FOR THE PAST 46 school years, Tom Rona has been a thoughtful practitioner of a growth and learning mindset, crafting and continually refining his toolkit of gentle kindness, delightful wit, creative pedagogy, and superb mentoring. With immeasurable devotion to Lakeside, he has applied these tools in his role as a math teacher and outdoor trip leader; an advisor; a member of innumerable committees and task forces; and as a wizard at special projects, by which we mean the thoughtful and functional course schedules that have benefited generations of Lakeside students and teachers.
Working with kids is Tom’s raison d’être, and Lake- siders past, present, and future are so fortunate. To Tom’s 46 school years as a teacher, add his years as a Lakeside student, Class of 1972, and we realize that Tom has committed essentially his entire life to our school.
We have seen his service in the classroom, where his legendary math classes are a tour de force in promoting deep thinking about quantitative ideas … ideas his students can engage with because he is aware of both their academic and emotional capabilities. He carefully — brilliantly — tailors his teaching to those capabilities, building kids’ mathematical confidence. His high expectations and rigorous lessons are punctuated by his characteristic good humor, bad puns, and doodlings of the famous “Balloon Dog,” whose quips and silliness in the margin of many an algebra as- signment and test lighten the mood and relax his students so they can do their best thinking.

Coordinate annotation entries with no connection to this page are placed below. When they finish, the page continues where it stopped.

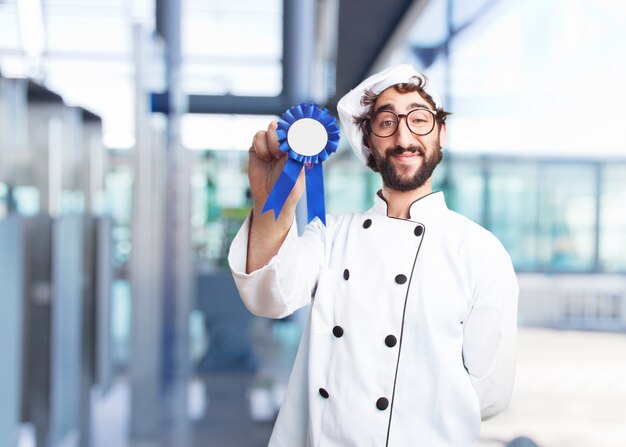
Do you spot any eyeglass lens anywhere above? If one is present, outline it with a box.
[371,109,435,137]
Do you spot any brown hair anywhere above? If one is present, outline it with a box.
[353,75,451,171]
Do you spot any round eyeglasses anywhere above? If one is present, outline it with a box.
[369,108,437,138]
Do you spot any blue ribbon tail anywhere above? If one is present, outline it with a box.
[261,158,308,220]
[304,163,326,225]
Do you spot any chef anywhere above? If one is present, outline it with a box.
[229,65,518,447]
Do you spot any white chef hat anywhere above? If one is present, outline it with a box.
[337,64,443,164]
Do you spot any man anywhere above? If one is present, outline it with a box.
[229,65,518,447]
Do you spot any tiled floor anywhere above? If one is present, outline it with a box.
[94,328,626,447]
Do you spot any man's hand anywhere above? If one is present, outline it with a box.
[246,121,304,273]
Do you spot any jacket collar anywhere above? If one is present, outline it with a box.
[370,191,448,224]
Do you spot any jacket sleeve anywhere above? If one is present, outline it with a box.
[228,216,324,318]
[463,235,519,420]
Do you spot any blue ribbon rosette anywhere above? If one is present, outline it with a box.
[262,103,339,225]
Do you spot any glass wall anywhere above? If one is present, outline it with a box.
[599,164,626,272]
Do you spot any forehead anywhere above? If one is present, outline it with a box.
[374,87,432,111]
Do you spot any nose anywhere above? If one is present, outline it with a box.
[394,115,416,148]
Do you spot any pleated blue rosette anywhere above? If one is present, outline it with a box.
[262,103,339,225]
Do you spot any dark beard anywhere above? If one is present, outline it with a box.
[371,142,443,191]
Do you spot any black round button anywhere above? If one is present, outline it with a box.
[396,274,406,284]
[376,397,389,411]
[333,326,343,338]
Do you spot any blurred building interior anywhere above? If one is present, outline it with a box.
[0,0,626,447]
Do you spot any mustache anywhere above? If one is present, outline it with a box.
[385,146,426,158]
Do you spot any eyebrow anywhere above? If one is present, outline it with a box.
[375,102,430,113]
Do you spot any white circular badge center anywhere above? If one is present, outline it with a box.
[287,118,328,155]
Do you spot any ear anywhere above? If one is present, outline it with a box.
[439,123,446,147]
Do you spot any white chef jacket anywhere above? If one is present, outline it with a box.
[229,192,518,447]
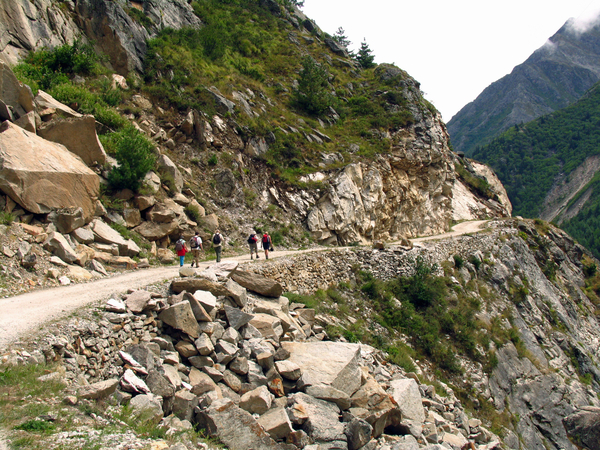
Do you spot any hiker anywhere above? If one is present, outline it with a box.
[262,231,273,259]
[175,236,187,267]
[248,233,258,259]
[212,230,223,262]
[190,230,204,267]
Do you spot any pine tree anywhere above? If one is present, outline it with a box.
[333,27,352,49]
[356,40,377,69]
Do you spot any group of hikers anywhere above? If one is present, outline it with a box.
[175,230,273,267]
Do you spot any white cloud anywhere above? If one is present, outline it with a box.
[567,7,600,34]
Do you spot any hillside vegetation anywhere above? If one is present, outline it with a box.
[473,84,600,256]
[16,0,428,183]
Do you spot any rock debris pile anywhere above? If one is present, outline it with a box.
[8,263,500,450]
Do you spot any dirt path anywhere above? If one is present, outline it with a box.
[0,220,487,352]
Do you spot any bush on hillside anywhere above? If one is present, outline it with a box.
[104,127,156,192]
[293,56,334,116]
[14,41,101,91]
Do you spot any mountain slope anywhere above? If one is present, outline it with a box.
[448,16,600,155]
[474,83,600,255]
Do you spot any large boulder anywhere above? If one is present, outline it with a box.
[196,399,289,450]
[134,222,179,241]
[389,378,425,422]
[37,115,106,166]
[158,300,200,339]
[91,219,140,256]
[0,121,100,221]
[34,91,82,117]
[281,342,361,395]
[158,155,183,192]
[231,270,283,297]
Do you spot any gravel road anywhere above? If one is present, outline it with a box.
[0,220,487,352]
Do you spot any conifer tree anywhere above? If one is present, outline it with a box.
[333,27,352,49]
[356,40,376,69]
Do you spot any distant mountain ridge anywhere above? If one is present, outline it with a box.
[447,16,600,155]
[473,82,600,256]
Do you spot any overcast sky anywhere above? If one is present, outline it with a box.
[302,0,600,122]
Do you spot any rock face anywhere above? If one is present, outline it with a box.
[0,122,99,221]
[298,64,510,244]
[75,0,201,76]
[37,116,106,166]
[0,0,81,64]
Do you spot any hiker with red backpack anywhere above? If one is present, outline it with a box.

We have seen Tom’s service in his mentoring of colleagues. Whether sharing ideas to improve classroom management or explaining how to teach complicated math concepts, as he does with his students, Tom builds teachers up by believing in them more than they believe in themselves. He affirms what they are doing well, and his suggestions are so gentle that the teachers feel encouraged, nurtured, and inspired to live up to his very high expectations. New teachers who sit in on his class see a happy atmosphere for growth and learning, and they see how he connects with students. They say the feeling in his room is education magic. “I had many great colleagues who mentored me, but none better than Tom,” one said.
We have seen Tom’s service in his steadfast enthusiasm for innovation, his own and that of others. At a meeting where a new enterprise is unveiled, invariably he notices the hard work of each person and his thank you is always specific and sincere. Of Tom’s own delightful innovations, one of many we thank him for is a silly, colorful, online math-exercises page that challenges students with at-their-own-pace practice.
Tom’s wife, Barbara, shared that he was jubilant to be selected as a Lakeside teacher in 1977, and we are jubilant today to honor his service with the Willard J. Wright ’32 Distinguished Service Award. Tom has served the school with his quiet, humble brilliance in everything he has touched, and we hope he stays at Lakeside until he is 100.